MATTER NO. 13 OF 2001





                  Applicant – Present
Respondent – Present (Represented by Counsel Likongwe)
George Chapalapata – Official Interpreter


         Matters in Issue : Claim for wrongful dismissal (unfair termination)


         This matter is brought by Charles Kazembe the Applicant, against Auction Holdings Limited the Respondents. In his Statement of Claim, the Applicant says that he was wrongfully dismissed therefore he would like this Court to order that the Respondent should pay him notice of pay, leave pay and that they should also furnish him with reasons for the dismissal. The Respondents have denied the allegations made by the Applicant.

         Survey of Evidence

         The Applicant was employed by the Respondents as a Machine Operator on 15th November 1995. He later got elevated to the rank of garden boy which saw him work at different residential houses for senior officers of the Respondent. When the matter herein arose, the Applicant was working at the house of Mr. Kammalere. On the 10th of September 1999, the Respondents had an official party at their head office at Kanengo in Lilongwe. This appears to be an annual event. The Applicant went to attend this party and reported back for work on the 11th of September. When the Applicant reported for work; he found that all his utensils for work were missing from the small storeroom which was being used at his place of work.
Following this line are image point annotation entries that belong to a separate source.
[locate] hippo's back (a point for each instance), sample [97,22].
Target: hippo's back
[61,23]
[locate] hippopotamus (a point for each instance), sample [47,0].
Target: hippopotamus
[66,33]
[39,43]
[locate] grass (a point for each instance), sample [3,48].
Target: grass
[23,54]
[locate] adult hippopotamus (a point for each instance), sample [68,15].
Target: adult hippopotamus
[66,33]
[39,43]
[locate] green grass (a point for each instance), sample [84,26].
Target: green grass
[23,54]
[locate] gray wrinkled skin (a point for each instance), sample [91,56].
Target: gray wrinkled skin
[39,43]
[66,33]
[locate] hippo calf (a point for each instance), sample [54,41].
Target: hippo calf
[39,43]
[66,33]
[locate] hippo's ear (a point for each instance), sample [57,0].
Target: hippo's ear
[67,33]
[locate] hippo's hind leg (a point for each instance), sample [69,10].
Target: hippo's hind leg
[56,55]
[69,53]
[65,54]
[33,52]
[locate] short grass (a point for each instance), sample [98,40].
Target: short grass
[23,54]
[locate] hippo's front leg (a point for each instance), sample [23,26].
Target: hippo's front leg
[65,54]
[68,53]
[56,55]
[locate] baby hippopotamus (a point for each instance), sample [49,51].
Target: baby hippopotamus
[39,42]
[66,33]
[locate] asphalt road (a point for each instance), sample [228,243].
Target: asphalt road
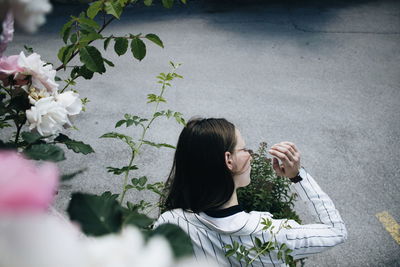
[323,75]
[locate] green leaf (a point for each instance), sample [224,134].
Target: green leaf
[168,3]
[85,73]
[125,138]
[138,48]
[121,46]
[69,176]
[45,152]
[230,253]
[66,30]
[119,123]
[179,119]
[177,238]
[65,53]
[258,242]
[76,146]
[118,171]
[137,219]
[31,137]
[148,2]
[155,39]
[109,63]
[124,2]
[94,8]
[92,59]
[107,42]
[89,22]
[74,38]
[86,38]
[97,215]
[113,8]
[158,145]
[142,180]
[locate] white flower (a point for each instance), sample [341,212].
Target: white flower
[29,14]
[71,102]
[43,76]
[47,116]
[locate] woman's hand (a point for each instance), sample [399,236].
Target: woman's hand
[290,157]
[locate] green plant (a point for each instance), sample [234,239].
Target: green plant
[103,214]
[267,191]
[144,124]
[248,255]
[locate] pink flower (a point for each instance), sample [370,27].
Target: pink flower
[9,65]
[25,186]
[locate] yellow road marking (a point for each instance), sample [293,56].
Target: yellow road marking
[390,225]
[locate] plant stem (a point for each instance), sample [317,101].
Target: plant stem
[126,177]
[19,127]
[69,83]
[136,150]
[75,53]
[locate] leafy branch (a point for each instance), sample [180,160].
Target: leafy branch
[249,255]
[164,79]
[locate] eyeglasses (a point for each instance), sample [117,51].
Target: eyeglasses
[245,150]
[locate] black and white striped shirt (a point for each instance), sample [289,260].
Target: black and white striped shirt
[209,235]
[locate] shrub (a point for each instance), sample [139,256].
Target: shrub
[267,191]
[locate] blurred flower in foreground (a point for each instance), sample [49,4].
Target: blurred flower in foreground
[25,186]
[46,241]
[29,14]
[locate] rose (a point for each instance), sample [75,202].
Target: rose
[43,75]
[9,66]
[29,14]
[24,186]
[70,101]
[47,116]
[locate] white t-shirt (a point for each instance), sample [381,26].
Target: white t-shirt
[209,235]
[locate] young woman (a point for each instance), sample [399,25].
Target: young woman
[211,162]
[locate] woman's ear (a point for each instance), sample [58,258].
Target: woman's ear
[229,160]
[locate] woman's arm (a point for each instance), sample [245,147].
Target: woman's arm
[311,238]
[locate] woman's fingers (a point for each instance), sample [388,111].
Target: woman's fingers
[282,156]
[289,155]
[285,149]
[277,168]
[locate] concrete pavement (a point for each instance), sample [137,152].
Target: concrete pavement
[323,75]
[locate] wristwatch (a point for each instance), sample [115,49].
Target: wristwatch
[297,178]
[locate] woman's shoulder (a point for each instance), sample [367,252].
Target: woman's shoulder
[174,214]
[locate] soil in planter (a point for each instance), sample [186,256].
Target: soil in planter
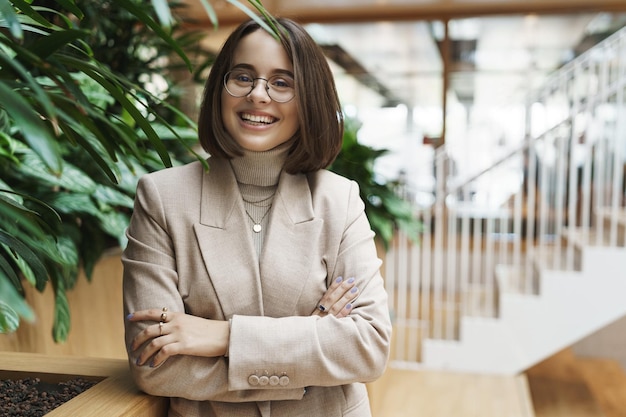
[31,397]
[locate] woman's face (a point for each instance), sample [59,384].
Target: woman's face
[255,121]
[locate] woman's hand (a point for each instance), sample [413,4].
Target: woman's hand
[338,299]
[176,333]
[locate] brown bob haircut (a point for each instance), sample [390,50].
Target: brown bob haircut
[318,140]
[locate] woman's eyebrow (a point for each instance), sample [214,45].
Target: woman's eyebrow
[275,71]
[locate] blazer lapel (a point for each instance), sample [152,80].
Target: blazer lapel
[287,254]
[226,246]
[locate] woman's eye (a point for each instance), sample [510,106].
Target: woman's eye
[245,78]
[282,83]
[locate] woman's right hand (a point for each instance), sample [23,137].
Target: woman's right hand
[338,298]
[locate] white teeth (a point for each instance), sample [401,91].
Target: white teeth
[256,118]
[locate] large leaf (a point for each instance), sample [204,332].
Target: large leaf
[35,131]
[12,305]
[62,318]
[37,268]
[10,20]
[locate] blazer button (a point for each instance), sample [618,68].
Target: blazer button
[253,380]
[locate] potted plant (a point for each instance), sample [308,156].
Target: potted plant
[80,120]
[90,105]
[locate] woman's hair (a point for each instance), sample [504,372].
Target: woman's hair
[318,139]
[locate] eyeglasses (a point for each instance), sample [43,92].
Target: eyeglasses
[241,82]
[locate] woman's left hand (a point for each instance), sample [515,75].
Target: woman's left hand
[175,333]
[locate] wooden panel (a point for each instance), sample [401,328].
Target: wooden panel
[396,10]
[96,313]
[410,393]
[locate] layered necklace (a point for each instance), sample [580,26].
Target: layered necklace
[256,225]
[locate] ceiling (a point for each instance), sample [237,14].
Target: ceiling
[389,52]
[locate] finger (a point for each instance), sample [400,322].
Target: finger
[344,312]
[149,333]
[154,314]
[347,298]
[336,291]
[151,349]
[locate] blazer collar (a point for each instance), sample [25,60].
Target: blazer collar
[228,251]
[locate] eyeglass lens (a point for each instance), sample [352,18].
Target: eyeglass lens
[280,88]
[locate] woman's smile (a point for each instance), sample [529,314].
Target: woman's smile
[255,121]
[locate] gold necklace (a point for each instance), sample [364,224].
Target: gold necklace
[256,227]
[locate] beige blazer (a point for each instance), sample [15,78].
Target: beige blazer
[190,249]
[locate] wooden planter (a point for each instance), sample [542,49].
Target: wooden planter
[114,396]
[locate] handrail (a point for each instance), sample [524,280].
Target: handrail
[480,236]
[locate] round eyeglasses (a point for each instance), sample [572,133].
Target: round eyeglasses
[280,88]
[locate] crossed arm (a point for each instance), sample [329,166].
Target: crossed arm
[176,333]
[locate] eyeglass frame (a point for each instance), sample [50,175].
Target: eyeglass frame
[267,87]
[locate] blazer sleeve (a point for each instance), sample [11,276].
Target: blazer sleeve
[150,281]
[323,351]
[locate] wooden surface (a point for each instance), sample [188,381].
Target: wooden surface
[97,326]
[566,385]
[411,393]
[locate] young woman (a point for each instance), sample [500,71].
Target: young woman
[233,287]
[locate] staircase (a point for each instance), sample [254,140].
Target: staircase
[521,260]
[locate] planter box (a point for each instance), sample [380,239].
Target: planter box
[114,396]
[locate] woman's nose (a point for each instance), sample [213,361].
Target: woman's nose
[260,91]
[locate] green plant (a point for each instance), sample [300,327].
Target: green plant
[79,122]
[385,209]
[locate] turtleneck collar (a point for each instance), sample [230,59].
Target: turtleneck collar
[260,168]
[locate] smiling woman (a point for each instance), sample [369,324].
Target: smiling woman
[302,315]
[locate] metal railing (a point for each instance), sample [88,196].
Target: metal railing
[563,186]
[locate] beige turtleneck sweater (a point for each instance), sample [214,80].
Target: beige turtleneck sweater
[257,175]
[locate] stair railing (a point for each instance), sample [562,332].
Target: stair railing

Also missing was a horse pipe plus his uniform. The Applicant reported the matter to his boss Mr. Kammalere who he says assured him that he would report at his place of work. At a later stage, the Applicant was confronted by his bosses about the missing items. Together with the night watchman on duty, they were asked to give statements. The Applicant’s statement is tendered in evidence. The watchman gave two statements which were conflicting. In the first statement, he said that when he reported for work, he did not find the items in the storeroom. In the second statement, the watchman said that he found the items in the storeroom but during night hours there came armed robbers who stole the items.

         The two were brought before a disciplinary hearing and later on they were dismissed. In relation to the Applicant, he was charged with the offence of failing to account for company property. After the termination of the Applicant’s employment which was through a letter, the Respondents paid him the following:-

Payment for all the days worked up to the 1st of November, 1999;

One month’s salary in lieu of notice. The Respondents however deducted the cost of the lost items from these payments.


It is clear under Section 31 of the Constitution that every person is entitled to fair labour practice. This matter arose in 1999 when this constitutional provision was already in force. The old Employment Act which was repealed in September 2000 did not contain any statutory rights in relation to what the employer would do before the termination of employment. The Employment Act 2000 does however contain a specific provision in Section 57 as to what would amount to fair or unfair dismissal. The Court shall thus heavily rely on Section 31 of the Constitution because it would be wrong to apply the provisions of Section 57 retrospectively.


The evidence on record is very clear that on the 10th of September 1999, the Applicant left a horse pipe on watering the grass and off he left for the party at Kanengo. The Applicant only came back to work the following day. In his evidence in-chief, the Applicant introduced a new subject matter that because the owner of the house Mr. Kammalere was in the habit of moulding bricks, he was now and again left with no option but to leave the horse pipe as he did. The Applicant further said that on this particular day, he was informed by the wife of Mr. Kammalere to leave the horse pipe as he did. The Court found it very difficult to believe the Applicant on this point. The Applicant was given two opportunities by the Respondents. Firstly, he wrote his own statement as to what had happened. He never mentioned about the issue of bricks and about Mrs. Kammalere. Then there came a detailed hearing at the boardroom where the Applicant was formally charged. He never mentioned about the bricks and Mr. Kammalere. It is really difficult to swallow his story today. The Court takes it that the Applicant just left the horse pipe unattended to and off he dashed for the party.

When the things were lost, the Applicant did not bother to make a report to his office. He of course says that he reported direct to Mr. Kammalere. But that was not enough. He had not received those items from Mr. Kammalere. He was not at all employed by Mr. Kammalere. His masters were the Respondents. His conduct was indeed in issue and any reasonable employer should have raised eyebrows.

The Court has looked at the procedure that was followed by the Respondents before they terminated his employment. The Applicant was given adequate opportunity to be heard. He first gave a written statement. Then there was the formal hearing where he and the watchman were charged. They both defended their side. Later on a decision was taken. This Court finds that the Respondents complied with what would be defined to as fair labour practice. They had valid reasons to charge the Applicant which they did. They afforded the Applicant with an opportunity to be heard. As regards the deductions made, they were indeed entitled to effect those in order to make good the loss incurred due to the negligence of the Applicant. As regards reasons for the termination, the Applicant was made aware of the reasons. The Court finds that this was fair termination. The Applicant’s case therefore fails.

DELIVERED this 12th day of July 2002 at Lilongwe.